How was Frank? She paced to the kitchen, pouring more boiling water on to the tea leaves, drinking as she walked, frying rissoles in the pan. Listening, always listening for the siren, for the planes, and she was glad Christoph was not here but she missed him and paced again to push away the ache. She sat down and wrote to Heine by the light of the red sky and the moon, telling him of Chris swapping shrapnel for sixers, and for a moment she could smell the rotten conkers which they had found in the park beneath the tree. She told him of the bank because she hoped he would laugh, and of Marian coming tomorrow because it was Saturday and they had the day off. She told him she missed him and loved him, because she did, but she did not tell him that she wished he was British and that they were the same as everyone else. She told him she was so glad he wasn’t here, that he was safe.
She did not tell him of Frank, of the dust and the darkness, because he blamed himself that he was not here and part of her did so too.
At eleven the bombers had not come back and she put on her coat because she wanted to see what had happened to Frank. She had walked as far as the corner of Ellesmere Road when the sirens went again and this time the bombers were close, roaring in, wave upon wave, and there was no time to go back to the shelter in the High Street, no time to go to her own. She pressed herself back against the wall of the gutted house behind her. It had been bombed in November.
The noise grew louder, spreading itself around her, trying to force her to the ground, and then the bombs came again, flashing, crushing and juddering. Helen crouched, knowing that the whimpering she heard was coming from her. She looked up at the black wide bodies, the bursting ack-ack, the two parachute mines floating down in the direction of the park.
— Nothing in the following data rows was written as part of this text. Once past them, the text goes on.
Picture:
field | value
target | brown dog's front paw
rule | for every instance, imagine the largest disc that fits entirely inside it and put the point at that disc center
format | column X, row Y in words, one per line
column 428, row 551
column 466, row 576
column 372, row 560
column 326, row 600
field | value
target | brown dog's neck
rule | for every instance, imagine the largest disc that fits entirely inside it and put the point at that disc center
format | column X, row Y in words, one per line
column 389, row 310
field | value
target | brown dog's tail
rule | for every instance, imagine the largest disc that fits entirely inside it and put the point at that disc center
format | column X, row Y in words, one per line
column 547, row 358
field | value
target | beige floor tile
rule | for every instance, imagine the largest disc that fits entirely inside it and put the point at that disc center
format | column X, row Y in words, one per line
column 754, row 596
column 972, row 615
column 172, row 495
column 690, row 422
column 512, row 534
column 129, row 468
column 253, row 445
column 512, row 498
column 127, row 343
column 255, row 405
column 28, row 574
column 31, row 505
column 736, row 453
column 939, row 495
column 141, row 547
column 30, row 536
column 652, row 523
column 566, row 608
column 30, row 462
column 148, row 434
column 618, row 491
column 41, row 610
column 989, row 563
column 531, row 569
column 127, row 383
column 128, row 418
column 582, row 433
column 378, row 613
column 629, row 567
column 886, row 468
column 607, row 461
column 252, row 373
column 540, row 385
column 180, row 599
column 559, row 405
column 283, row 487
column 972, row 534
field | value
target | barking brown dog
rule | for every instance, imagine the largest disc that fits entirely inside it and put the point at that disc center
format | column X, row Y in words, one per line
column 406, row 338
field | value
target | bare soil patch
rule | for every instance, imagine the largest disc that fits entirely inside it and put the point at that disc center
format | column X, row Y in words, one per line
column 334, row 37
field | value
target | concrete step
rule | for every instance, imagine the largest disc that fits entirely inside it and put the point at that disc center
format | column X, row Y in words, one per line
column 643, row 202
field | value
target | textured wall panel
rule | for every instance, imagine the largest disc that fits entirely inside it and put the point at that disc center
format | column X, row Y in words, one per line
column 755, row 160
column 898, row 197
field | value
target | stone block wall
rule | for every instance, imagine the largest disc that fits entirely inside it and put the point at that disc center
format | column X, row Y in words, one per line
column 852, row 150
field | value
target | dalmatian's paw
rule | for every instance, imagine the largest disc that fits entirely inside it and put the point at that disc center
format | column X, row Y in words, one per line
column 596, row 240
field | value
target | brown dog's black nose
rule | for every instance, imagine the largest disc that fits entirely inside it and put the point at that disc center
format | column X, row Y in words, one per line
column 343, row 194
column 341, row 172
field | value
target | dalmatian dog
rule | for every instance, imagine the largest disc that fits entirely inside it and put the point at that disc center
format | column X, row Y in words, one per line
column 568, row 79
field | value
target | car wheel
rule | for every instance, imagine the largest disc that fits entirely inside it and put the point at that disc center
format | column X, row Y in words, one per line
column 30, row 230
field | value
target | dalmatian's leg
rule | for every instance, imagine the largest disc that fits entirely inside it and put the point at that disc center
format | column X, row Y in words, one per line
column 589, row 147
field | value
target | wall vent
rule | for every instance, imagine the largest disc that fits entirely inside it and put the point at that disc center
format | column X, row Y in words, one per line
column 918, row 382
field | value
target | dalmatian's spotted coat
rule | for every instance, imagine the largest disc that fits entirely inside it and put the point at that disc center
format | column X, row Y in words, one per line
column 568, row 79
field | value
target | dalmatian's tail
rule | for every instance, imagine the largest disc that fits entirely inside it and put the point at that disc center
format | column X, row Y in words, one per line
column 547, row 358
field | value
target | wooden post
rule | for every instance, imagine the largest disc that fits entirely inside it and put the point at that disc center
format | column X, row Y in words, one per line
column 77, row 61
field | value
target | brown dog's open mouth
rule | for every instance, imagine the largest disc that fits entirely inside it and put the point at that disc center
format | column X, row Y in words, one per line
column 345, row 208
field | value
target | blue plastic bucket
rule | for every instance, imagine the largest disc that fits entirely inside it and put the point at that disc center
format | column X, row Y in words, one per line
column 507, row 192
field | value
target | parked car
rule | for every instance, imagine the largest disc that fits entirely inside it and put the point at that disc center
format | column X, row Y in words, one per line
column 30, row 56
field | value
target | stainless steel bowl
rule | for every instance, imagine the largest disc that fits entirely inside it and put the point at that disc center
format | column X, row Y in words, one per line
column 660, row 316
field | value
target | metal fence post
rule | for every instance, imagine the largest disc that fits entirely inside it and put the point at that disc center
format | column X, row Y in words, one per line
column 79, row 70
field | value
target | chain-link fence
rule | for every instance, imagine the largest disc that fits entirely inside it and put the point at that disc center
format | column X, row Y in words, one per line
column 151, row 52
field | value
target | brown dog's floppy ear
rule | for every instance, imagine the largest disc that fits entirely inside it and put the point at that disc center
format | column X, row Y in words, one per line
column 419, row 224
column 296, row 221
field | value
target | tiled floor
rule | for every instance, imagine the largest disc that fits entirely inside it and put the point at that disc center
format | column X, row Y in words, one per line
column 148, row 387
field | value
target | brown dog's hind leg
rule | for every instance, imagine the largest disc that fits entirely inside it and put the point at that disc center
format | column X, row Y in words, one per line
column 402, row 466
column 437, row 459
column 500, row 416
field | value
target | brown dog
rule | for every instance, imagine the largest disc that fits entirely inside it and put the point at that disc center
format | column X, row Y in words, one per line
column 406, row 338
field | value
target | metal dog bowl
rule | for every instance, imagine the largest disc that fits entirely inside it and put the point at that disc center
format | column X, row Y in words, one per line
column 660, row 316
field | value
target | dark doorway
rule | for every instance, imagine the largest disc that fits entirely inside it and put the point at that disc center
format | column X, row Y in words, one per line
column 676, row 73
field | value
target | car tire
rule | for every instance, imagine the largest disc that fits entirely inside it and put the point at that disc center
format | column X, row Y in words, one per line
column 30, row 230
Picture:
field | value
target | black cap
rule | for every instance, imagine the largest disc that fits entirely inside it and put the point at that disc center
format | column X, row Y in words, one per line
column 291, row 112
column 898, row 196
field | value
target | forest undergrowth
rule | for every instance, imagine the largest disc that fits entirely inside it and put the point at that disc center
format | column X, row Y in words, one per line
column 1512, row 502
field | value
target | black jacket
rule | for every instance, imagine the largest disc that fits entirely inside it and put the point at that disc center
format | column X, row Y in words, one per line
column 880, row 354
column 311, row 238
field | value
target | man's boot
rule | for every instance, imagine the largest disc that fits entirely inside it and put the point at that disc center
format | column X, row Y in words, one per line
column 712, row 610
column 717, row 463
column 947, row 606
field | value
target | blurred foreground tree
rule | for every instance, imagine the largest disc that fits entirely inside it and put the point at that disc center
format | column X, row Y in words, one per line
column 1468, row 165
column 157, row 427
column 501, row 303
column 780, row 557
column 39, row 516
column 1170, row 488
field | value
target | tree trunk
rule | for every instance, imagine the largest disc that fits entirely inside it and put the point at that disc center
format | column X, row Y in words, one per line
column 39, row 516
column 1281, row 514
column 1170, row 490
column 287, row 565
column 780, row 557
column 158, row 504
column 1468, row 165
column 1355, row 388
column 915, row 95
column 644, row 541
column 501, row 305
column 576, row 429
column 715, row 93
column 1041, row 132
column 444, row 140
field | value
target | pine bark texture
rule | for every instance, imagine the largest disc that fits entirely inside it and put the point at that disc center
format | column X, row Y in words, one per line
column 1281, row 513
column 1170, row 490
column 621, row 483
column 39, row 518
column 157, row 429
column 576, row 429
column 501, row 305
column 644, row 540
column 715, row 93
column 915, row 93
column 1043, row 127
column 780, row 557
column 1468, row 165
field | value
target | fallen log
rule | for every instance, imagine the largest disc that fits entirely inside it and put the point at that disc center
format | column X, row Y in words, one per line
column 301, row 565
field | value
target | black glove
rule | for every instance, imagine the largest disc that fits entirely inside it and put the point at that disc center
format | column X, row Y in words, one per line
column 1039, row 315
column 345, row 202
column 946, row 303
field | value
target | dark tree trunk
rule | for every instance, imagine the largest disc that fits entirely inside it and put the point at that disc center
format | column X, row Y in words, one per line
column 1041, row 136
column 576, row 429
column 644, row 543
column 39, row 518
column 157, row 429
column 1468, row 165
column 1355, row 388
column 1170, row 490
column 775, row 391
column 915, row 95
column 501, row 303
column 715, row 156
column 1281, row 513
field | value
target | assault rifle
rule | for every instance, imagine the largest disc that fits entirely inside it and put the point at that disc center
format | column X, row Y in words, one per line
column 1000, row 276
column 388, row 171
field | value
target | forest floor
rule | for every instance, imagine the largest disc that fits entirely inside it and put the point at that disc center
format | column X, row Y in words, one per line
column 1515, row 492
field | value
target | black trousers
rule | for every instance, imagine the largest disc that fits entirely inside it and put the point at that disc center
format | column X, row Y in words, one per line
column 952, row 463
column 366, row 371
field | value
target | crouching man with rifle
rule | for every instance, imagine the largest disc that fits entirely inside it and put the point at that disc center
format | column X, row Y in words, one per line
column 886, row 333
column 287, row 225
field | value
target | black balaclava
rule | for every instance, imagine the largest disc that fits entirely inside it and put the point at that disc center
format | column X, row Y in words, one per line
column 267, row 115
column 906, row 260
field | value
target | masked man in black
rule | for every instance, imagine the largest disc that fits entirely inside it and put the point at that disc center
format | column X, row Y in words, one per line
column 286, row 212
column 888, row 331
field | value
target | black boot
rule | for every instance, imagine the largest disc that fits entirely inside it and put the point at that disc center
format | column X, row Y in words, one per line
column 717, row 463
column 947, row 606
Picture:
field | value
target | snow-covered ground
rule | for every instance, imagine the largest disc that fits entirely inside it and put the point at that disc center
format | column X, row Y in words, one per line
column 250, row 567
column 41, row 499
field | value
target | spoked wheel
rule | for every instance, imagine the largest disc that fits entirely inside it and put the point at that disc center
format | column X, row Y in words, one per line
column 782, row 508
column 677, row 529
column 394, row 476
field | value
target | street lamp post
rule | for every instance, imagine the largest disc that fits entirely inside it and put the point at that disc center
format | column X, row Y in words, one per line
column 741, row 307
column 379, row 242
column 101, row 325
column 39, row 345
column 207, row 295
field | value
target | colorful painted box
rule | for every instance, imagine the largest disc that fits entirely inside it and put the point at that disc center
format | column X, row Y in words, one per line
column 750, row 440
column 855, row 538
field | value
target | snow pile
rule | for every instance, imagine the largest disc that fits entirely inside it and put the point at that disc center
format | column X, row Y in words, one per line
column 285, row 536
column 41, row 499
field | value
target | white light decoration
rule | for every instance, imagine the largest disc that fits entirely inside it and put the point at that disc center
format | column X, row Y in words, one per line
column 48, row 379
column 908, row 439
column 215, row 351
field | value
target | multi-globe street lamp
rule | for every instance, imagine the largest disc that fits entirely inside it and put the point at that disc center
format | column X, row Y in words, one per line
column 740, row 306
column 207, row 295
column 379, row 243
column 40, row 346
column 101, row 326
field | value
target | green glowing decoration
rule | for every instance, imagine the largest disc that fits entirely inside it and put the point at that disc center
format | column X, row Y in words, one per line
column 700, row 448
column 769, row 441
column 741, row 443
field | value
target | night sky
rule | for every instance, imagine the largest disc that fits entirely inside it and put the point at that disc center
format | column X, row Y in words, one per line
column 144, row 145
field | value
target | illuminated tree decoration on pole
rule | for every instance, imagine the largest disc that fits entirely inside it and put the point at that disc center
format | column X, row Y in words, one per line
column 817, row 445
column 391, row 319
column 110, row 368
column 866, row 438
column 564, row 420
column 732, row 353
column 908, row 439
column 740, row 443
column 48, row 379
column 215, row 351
She flung herself down, holding her fist to her mouth. She must not scream. She was not a child. She must not scream. Two long dull roars came and the barrage balloon stood out in relief against the blaze that came. Fire bombs were hurtling down now and white magnesium fires leapt up to turn red as buildings caught fire. The thuds of heavy oil bombs followed and now she could feel the heat. The bombs were getting closer.
She lay on the ground, rubble digging into her. She could hear glass shattering. More incendiaries fell; small, pretty. They did not blast, they just burned where they fell. A warden ran by, stopping, shouting at her as she lifted her head.
‘Get into a bloody shelter.’ His voice was harsh, impatient. Then he ran on.
But where was there a shelter? She scrambled up now, looking each way, then running to the corner, hearing the shrapnel falling all around. There was no safety anywhere. She ran blindly now, across the road, down a lane, but everywhere there was heat and falling walls, shouts and screams, and then she came to a crossroads and there on the opposite corner was St Bede’s; dark, black and solid, and she ran in through the gate, past the gravestones, into the porch, panting. Gasping for breath. Holding her arms tightly round her body.
Was there ever a time when life was quiet, when nights were
for sleeping? It was madness. Absolute madness. She felt the ground juddering, heard the hiss of the falling bombs, and even here the shrapnel came and so she ran again, keeping close to the walls of the church whose windows had been boarded up when war was declared. She was stumbling now, tripping on the graves, falling on frozen grass until she came to the clump of lilac trees which bloomed each summer and there was a large door down some steps and Helen stopped. She turned, feeling her way down until she reached the bottom. There was someone else there, an old woman who caught hold of her, pulling her against the door.